Republican lawmakers have deemed this month “Security September” to reorient the legislative agenda toward issues most likely to produce party wins in the November midterm elections.
One of the most controversial elements of this agenda-and one that has created a startling amount of division within the Republican Party itself-is President Bush’s call for the protection of extreme CIA interrogation methods (i.e. torture in many cases) of terror suspects.
Last week, the U.S. Senate passed a bill designed to regulate the treatment of detainees in response to much domestic and international outrage regarding current interrogation tactics. President Bush argues that vague definitions of what is and is not acceptable practice in the bill could leave some American CIA officials vulnerable to prosecution under the war crimes statutes of the Geneva Convention.
The president also defends the need of the CIA and others to have special means at their disposal for the purpose of attaining critical pieces of intelligence necessary to prevent terrorist attacks and save lives, indicating that several plots have already been foiled.
In hopes that the congressional version of this legislation to pass this week is more favorable on administration policy and practice, Bush has announced that CIA personnel will temporarily cease any controversial behavior until they have “clarity of purpose” as to what their jobs entail.
Though the president is correct that this legislation and its prohibitions could compromise the security of certain Americans, his focus is a bit off. The people he should be the most concerned about protecting are the individuals serving in American armed forces overseas, like many U students who have chosen to serve their country.

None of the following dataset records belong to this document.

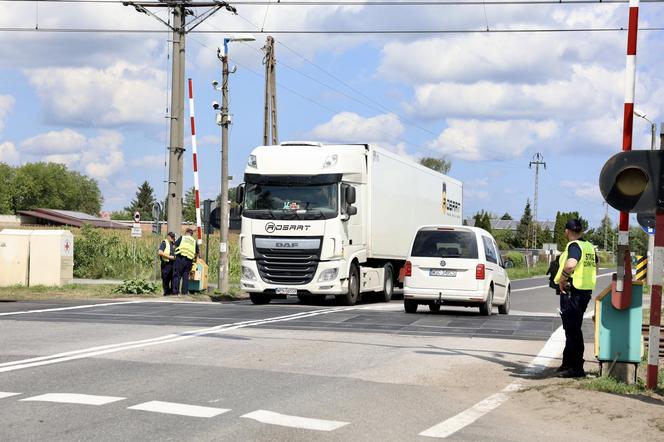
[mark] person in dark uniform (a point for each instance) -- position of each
(186, 251)
(166, 254)
(576, 279)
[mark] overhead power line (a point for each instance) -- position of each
(335, 31)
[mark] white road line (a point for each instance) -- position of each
(73, 398)
(547, 285)
(551, 350)
(284, 420)
(106, 349)
(179, 409)
(75, 307)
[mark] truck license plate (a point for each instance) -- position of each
(442, 272)
(284, 291)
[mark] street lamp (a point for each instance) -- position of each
(224, 120)
(653, 127)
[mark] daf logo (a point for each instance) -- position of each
(286, 245)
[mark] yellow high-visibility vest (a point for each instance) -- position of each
(187, 247)
(584, 276)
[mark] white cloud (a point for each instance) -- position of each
(154, 161)
(100, 156)
(583, 190)
(477, 140)
(347, 127)
(121, 94)
(8, 153)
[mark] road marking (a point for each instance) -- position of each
(179, 409)
(76, 307)
(284, 420)
(174, 337)
(72, 398)
(547, 285)
(551, 350)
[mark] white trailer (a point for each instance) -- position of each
(329, 219)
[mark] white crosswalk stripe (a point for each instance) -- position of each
(179, 409)
(284, 420)
(73, 398)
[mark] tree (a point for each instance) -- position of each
(442, 165)
(523, 230)
(52, 186)
(143, 202)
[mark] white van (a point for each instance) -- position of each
(456, 266)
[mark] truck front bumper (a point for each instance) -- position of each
(335, 286)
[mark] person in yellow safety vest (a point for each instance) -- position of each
(576, 279)
(166, 254)
(186, 251)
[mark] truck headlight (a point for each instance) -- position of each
(328, 275)
(247, 273)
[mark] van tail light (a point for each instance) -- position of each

In the case where American soldiers are captured by a foreign government or a non-state actor, those soldiers are more likely to be tortured or mistreated precisely because their home country, the United States, is willing to justify the torture and mistreatment of others. Yet, if the United States were to play by the same rules as other countries, our soldiers would have more protection when captured.
Furthermore, an inconsistent American policy standard on this issue erodes any credibility we may have in our negotiations and disputes with other noncompliant powers. For example, every time we try to convince China to abolish its torturous prison camps for political dissidents, the Chinese government responds that Americans, too, justify the use of torture, and our attempts to improve the human condition fail.
It is not impossible to conceive of instances in which a valuable suspect is captured, and the information from that person is the key to stopping a massive attack somewhere in the world. But those circumstances are not the norm, and when they do occur, the Geneva Convention grants special exceptions for their extreme nature. That being the case, torture and other inhumane interrogation methods should not be acceptable in any case other than the most critical, as already allowed by international law.
And by now, this country should be wary of granting the Bush administration the vague leeway necessary to pursue ill-defined objections and special circumstances, as they haven’t worked out so well for us in the past.